When Egg & Chips Collide

egg & chips, still from Blue Moon cafe
film number 6 of 2014 was Blue Moon Cafe. 1 minute short...which took three times as long as the last 1 minute short. But it is termtime at Teesside... and a book chapter to write...I love animation, but there's always other stuff to be done
Leamington Underground Cinema winners laurels
I seem to be better at very short shorts - BMC was selected for, and subsequently winner of the Leamington Undeground Cinema festival 60 second Max challenge (2015) . Also selected for Wimbledon Short Film Festival 2015 . Plus you get more badges

13/08/2014

Literal?

still from "Growing" with caption:must be less literal
2014 gave me time for 8 new animations...and film 4 was "Growing" - a film about rewilding and inspired by the festival/ conference I attended - with Miki Z in Scotland "Carrying the Fire" .
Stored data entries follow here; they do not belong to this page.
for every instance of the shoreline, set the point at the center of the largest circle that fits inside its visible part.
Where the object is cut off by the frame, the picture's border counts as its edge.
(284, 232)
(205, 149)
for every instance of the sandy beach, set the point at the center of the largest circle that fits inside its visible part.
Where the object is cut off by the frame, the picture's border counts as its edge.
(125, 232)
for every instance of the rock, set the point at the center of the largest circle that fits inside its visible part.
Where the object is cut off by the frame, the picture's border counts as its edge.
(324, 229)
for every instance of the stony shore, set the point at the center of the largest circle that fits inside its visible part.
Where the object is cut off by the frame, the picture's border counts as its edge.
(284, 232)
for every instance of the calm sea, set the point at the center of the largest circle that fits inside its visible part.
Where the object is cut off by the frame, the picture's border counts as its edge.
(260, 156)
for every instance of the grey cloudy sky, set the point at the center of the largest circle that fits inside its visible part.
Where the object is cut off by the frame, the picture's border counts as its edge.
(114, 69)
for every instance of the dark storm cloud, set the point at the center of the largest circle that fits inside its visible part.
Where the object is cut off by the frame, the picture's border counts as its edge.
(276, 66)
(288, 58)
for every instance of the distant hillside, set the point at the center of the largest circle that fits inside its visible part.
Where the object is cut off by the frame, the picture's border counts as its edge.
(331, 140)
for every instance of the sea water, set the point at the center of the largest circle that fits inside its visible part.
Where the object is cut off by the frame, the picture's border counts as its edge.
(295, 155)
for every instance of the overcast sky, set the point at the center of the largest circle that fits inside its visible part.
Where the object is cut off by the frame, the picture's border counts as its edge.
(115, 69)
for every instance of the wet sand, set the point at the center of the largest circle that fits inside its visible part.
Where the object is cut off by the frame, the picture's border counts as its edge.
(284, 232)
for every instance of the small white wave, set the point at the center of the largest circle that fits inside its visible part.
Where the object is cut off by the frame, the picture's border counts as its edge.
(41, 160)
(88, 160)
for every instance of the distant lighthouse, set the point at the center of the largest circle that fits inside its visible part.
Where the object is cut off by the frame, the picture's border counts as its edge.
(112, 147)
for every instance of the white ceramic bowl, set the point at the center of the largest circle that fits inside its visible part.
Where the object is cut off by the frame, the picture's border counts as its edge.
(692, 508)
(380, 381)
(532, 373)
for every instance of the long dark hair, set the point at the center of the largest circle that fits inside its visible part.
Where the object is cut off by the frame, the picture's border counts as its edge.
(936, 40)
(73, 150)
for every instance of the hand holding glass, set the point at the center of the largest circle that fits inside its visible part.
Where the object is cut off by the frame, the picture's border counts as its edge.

I was hoping the Dark Mountain project- who run the festival - would be interested in the finished film, but apparently it was too literal. I've since changed the ending to make it more surreal... and shown it at the solar-powered sol cinema at the Festival of Thrift, Darlington. The characters here were quite realistic (in a way), but as the film was NOT in black/white it was interesting to think about race/ colour and how we do or don't use it in animation. Race is mostly irrelevant in the stories I'm animating, (this one for example is about life in built-up cities and our relationship with nature...which might have startling differences in different cultures, but globally, this is a very simple story)...but gender is often crucial... I also discovered I really prefer animating women, or characters who are quite over-the-top and abstracted.

13/03/2014

Fresh Air

Maudie from Fresh Air animation
Another silent movie with strange noises...this one stars Maudie, unlikely hero of "The Meadows" Rest Home. making animations about older female characters makes you think of interesting questions like how do we distinguish male and female in animations, what are the signs that indicate female or old, how do we do this in a way that makes an individual character and not a stereotype?  I'm trying to use movement and expression and the behaviour of the character in relation to the story...referencing her memories and a sense of "nothing to lose"...
This film was selected for Sunderland Short Film festival 2015, where the critics were nice enough to say that the crude drawings (?!) were indeed a breath of fresh air. Not sure I was shooting for crude, but I'm happy with rough, or even wobbly. Animation should probably have movement!

13/10/2013

Split-Screens & Flying Machines


Box: split screen animation
wimbledon shorts festival laurelsBox was an experimental film in terms of the drawing style - loosely based on lino-cut and subtraction rather than addition as a drawing method. It also uses split screen/ changing screen size as part of the narrative... an idea I carried over from the PhD days and experiments with projected interactive works (Just don't! galleries won't touch them with a bargepole, and most of them don't even have a bargepole.)

Box was selected for both Wimbledon Short Film Festival, and Bradford Animation Festival. yay! and they give you a badge to prove it. One day I hope to combine visiting a film festival with showing at it and actually gauge some audience reaction to the work.